Still, they were better than that awful New Year's Eve fireside that the Mormons televised from the conference center. They had to literally coerce and round-up bodies to fill that place. It ended up being mostly parents in there.
I don't know about the men, but Mormon women can't let up for a second. When they are sitting down, they have to be working on a craft project, or sewing, or reading the Ensign or the scriptures. They brag about how "productive" they are. They multitask. Anything their children are doing, must be turned to a "teaching opportunity" or an "object lesson."
Mormon philosophy is so opposed to the Eastern philosophies, that believe one should live "in the moment." There is great joy and satisfaction in focusing only on one thing (even if it is your own navel), and being fully in the present.
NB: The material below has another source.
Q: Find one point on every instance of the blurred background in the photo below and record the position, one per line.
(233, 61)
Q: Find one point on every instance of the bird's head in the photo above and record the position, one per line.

Most problems and worries come from the past or the future.
Even in sacrament meetings, I remember Mormons using their planners and blackberries, before the days of the i-phone. They were making to-do lists, and planning their busy make-work meetings, and carpools for the kids to all the Mormon activities. Yes--none of the activities were ever fun--not for the planners or for the participants.
I love the example of the group cleaning the field. They weren't supposed to have fun--and to do so was being disobedient. When my brother was at BYU, they banned all the fraternity and sorority social clubs, because all they did was have fun, and that was against Mormon standards. Dreary ward "MIA", run by the priesthood, was supposed to take the place of the social clubs. Or else, students could organize "service groups", if they did work for the school or community during the meetings and activities.
Growing up in a Mormon GA family, we were not allowed to laugh at the dinner table. If we did, we were sent up to our room, to go to bed, without any dinner. My brothers would deliberately make me laugh, and not eating dinner gave me stomach aches during the night, causing distress and lack of sleep. I was a very skinny child. Just for laughing!
It's a joyless cult--it comes across in their hymns.